Former Press Council of India Chairman Justice Markandey Katju has called for a re-evaluation of the higher education system in the country.
Earlier this week, Katju delivered the keynote address at the inaugural session of the North Zone Vice Chancellors’ conclave, in which he expressed his disappointment in the level of research carried out by many Indian universities and the rampant levels of plagiarism, which he felt raised a number of questions concerning the level of professionalism being maintained across higher education in the country. He continued by saying that despite the large amount of money being put into the education system, the standard of living has not seen an increase among the masses.
“The time has arrived to re-evaluate the functioning of our institutions of higher education so that they can benefit all sections of Indian people,” he said.
“Most of the money spent in India is going to institutions of higher education like IITs and as a result there is hardly any money available for primary and basic education, particularly in rural areas. The level of facilities in primary schools is reflected in the pathetic level of classrooms, and working conditions of teachers,” he said.
While the theme of the conclave was ‘Research for the betterment of the human society,’ Katju felt that the majority of research being conducted at Indian universities were on topics that hold “no relevance whatsoever to the myriad social, economic, scientific and technological issues faced by the country”.

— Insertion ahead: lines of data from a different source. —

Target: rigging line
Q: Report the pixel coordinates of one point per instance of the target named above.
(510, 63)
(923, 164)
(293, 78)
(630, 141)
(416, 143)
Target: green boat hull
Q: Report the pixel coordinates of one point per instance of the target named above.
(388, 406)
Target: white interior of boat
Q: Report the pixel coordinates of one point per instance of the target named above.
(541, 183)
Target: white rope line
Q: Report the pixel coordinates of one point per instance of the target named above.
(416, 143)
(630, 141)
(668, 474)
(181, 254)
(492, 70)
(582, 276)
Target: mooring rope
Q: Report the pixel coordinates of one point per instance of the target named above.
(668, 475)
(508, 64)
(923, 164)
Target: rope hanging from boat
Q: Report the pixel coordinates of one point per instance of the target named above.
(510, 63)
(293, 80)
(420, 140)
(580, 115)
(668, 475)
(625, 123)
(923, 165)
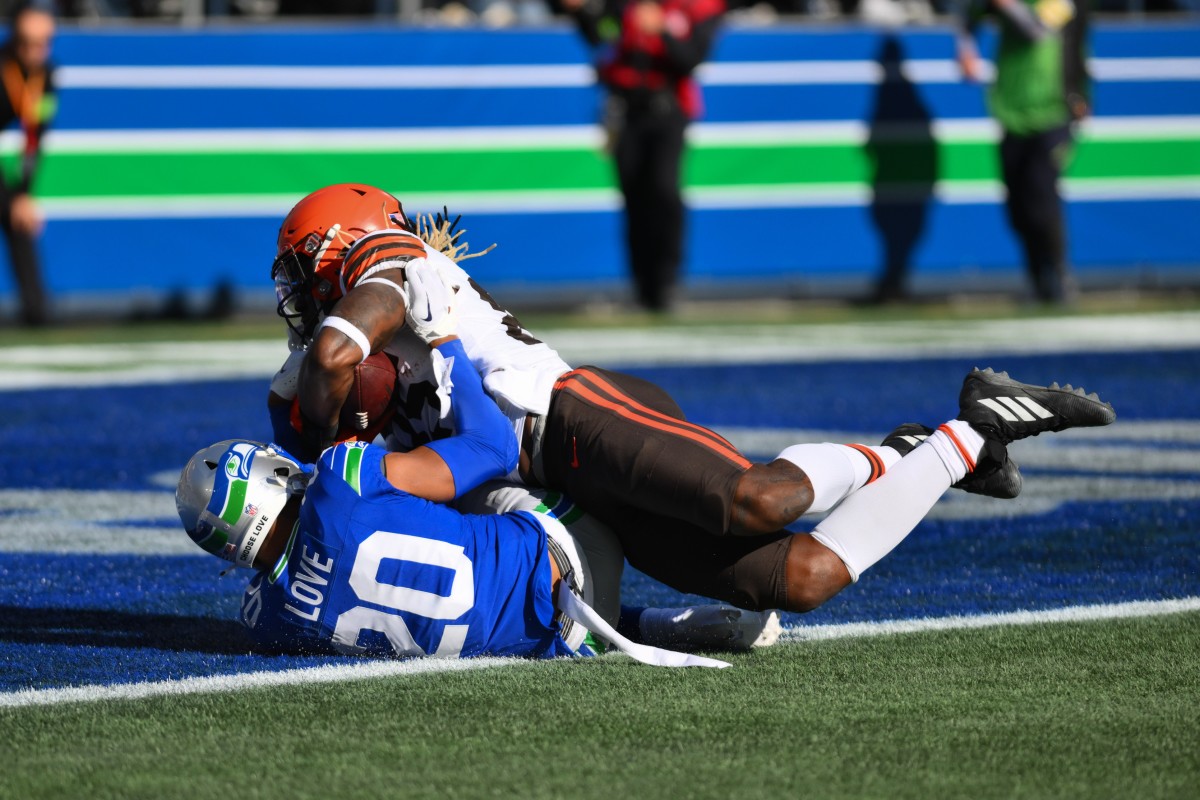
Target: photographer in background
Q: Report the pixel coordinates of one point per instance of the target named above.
(1041, 90)
(651, 50)
(28, 98)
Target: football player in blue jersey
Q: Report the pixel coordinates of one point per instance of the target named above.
(690, 510)
(359, 554)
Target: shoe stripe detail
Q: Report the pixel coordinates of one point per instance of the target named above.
(1027, 402)
(967, 458)
(1005, 414)
(1017, 408)
(873, 458)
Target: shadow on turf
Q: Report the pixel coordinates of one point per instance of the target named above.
(109, 629)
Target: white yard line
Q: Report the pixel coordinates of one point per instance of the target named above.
(1073, 614)
(363, 671)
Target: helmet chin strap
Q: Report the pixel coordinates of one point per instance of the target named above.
(330, 235)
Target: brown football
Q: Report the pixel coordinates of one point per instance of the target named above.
(372, 398)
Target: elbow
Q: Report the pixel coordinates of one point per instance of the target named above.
(333, 353)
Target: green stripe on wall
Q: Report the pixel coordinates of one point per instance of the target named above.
(713, 166)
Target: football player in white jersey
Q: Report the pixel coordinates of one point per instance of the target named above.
(360, 554)
(339, 272)
(689, 509)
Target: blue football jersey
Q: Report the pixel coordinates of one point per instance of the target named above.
(372, 570)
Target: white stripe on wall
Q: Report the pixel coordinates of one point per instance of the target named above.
(563, 137)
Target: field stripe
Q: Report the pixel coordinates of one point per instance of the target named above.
(1073, 614)
(364, 671)
(331, 673)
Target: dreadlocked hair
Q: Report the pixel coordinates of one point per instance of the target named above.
(443, 235)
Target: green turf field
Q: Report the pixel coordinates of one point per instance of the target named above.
(1063, 710)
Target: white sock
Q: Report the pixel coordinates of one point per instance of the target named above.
(871, 522)
(839, 470)
(959, 446)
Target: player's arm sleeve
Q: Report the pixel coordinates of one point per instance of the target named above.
(1075, 78)
(1021, 18)
(33, 150)
(485, 445)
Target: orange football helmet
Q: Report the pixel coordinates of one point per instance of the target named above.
(313, 241)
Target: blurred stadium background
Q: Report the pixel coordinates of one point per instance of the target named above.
(187, 130)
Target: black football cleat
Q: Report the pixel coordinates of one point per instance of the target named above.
(995, 475)
(1006, 410)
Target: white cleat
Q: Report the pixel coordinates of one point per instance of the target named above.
(709, 627)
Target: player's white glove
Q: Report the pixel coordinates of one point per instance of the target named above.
(430, 301)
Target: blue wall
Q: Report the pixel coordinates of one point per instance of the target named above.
(808, 246)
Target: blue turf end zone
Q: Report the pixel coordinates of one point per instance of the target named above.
(78, 619)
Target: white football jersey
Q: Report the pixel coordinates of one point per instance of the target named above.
(519, 371)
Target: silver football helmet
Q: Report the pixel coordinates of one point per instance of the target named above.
(231, 493)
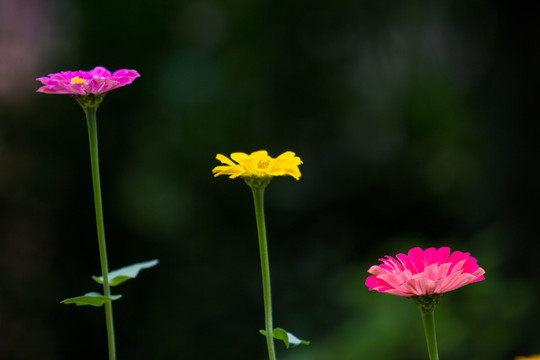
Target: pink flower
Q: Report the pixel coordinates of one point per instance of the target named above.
(424, 272)
(97, 81)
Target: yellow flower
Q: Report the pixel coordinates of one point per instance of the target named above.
(258, 164)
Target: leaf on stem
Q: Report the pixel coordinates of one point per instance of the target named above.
(91, 298)
(289, 339)
(126, 273)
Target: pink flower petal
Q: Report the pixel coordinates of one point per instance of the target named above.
(96, 81)
(424, 272)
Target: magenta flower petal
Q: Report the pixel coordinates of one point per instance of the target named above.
(424, 272)
(96, 81)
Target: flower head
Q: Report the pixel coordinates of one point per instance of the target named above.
(258, 164)
(424, 272)
(93, 82)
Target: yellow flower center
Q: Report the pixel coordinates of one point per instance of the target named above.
(263, 164)
(77, 80)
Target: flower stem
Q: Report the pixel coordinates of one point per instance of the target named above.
(258, 198)
(428, 318)
(94, 160)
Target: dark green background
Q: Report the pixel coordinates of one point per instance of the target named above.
(417, 122)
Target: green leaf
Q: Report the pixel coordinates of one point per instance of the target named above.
(289, 339)
(121, 275)
(91, 298)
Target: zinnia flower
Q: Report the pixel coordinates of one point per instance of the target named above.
(93, 82)
(424, 272)
(258, 164)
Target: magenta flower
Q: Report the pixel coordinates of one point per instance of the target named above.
(424, 272)
(93, 82)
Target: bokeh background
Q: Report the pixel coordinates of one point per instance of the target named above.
(417, 122)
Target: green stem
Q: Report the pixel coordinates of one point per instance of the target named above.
(428, 318)
(258, 198)
(94, 160)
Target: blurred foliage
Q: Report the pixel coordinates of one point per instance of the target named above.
(414, 125)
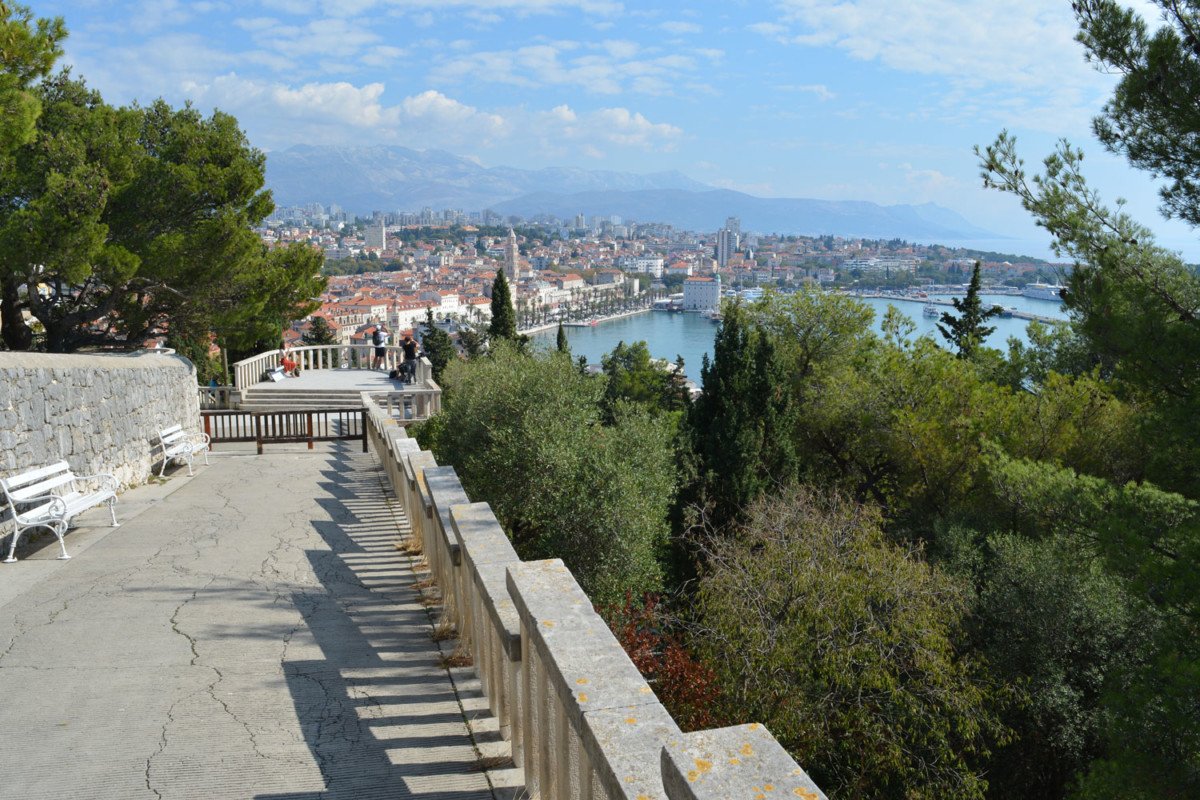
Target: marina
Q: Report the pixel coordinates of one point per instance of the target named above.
(690, 334)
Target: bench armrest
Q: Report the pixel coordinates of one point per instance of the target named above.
(57, 506)
(107, 480)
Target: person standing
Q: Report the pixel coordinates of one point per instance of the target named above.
(379, 338)
(411, 355)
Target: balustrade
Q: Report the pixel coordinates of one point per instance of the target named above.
(250, 371)
(582, 721)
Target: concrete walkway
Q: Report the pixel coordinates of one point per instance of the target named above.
(251, 632)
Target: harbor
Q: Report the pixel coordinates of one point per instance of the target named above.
(690, 334)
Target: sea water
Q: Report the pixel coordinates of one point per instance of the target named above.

The guest of honor, Lt. Gen S S Mehta, former director general, Confederation of Indian Industries, followed Katju by suggesting the six fields that research should be focused on include water, energy, health, education, employment, environment and technology, in order to “add to national security.”
Indian students across the country are leaving, lured away by a better academic environment and higher quality teaching. One student, Ankit Khullar, left Delhi University after being unable to find a course he wanted to take, choosing instead to finish his degree in finance in the US. While he did return to India to complete his masters degree, he said he returned to the US after “two wasteful years.”
“The primary reason (to go back to the US) was the low perceived quality of education offered in India and my interactions with graduates from various universities. The idea was not just to attain a degree, but to learn,” Khullar told IANS.
In addition, he said that MBA courses offered in India were on topics covered as part of his bachelor’s degree, or were “outdated” in comparison to those offered in the US.
However, even once Indians have that education, finding a job is yet another hurdle. According to 2011 census data, around 47 million young Indians between the ages of 15 and 24 are unemployed.